STEP 4NO PASSIVE VOICE, NO UNSPECIFIC PARAPHRASE FAUX-QUOTES FROM 'EXPERTS' or "OFFICIALS'. News is about saying what has happened. Active voice, so that you can't get away from who did what to whom. Also, don't be a weasel and quote anonymous 'experts.' Weak. We all know it's a group of other reporters making crap up.
STEP 5PARTY AFFILIATION OF ALL ELECTED OFFICIALS AND RETIRED ELECTED OFFICIALS must be given even in seemingly unrelated stories. Regardless of what the story is about: officials run their campaigns on their images and their 'characters.' Therefore, when Congressman Snopes is caught tipping the cow, as it were, we need to know which party.
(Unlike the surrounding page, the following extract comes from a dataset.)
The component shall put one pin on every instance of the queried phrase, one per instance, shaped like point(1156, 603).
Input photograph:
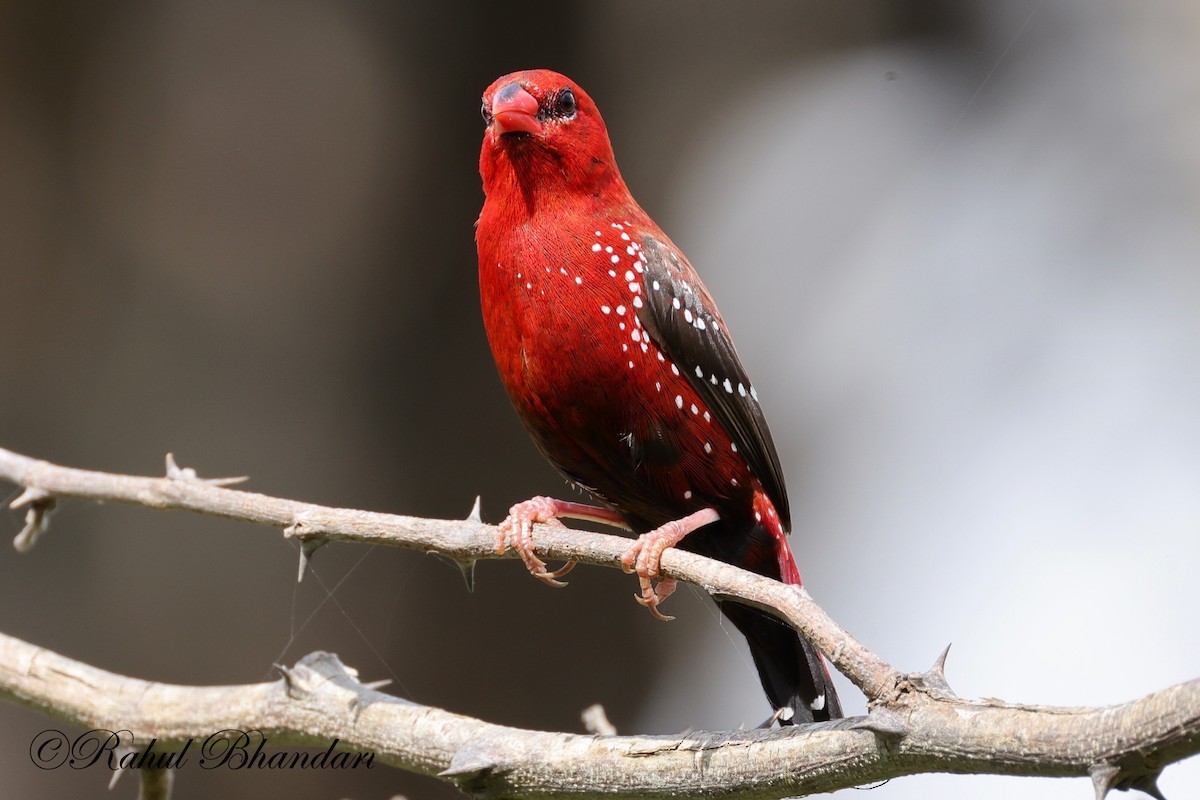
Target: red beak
point(515, 110)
STEP 6 . NO PHYSICAL DESCRIPTIONS OF PEOPLE UNLESS THEY ARE FLEEING THE LAW OR IT IS RELEVANT TO THE STORY. Thus if Michael Moore were to catch and eat the Great White Shark now circling Cape Cod in its quest for Teddy Kennedy, you could describe Mr Moore's girth. But not in a story about one of his one-trick-pony films.
Ok, those are six rules. Since Journalists in my experience tend to be acquainted with twelve-step programs, I'll invite suggestion and contributions.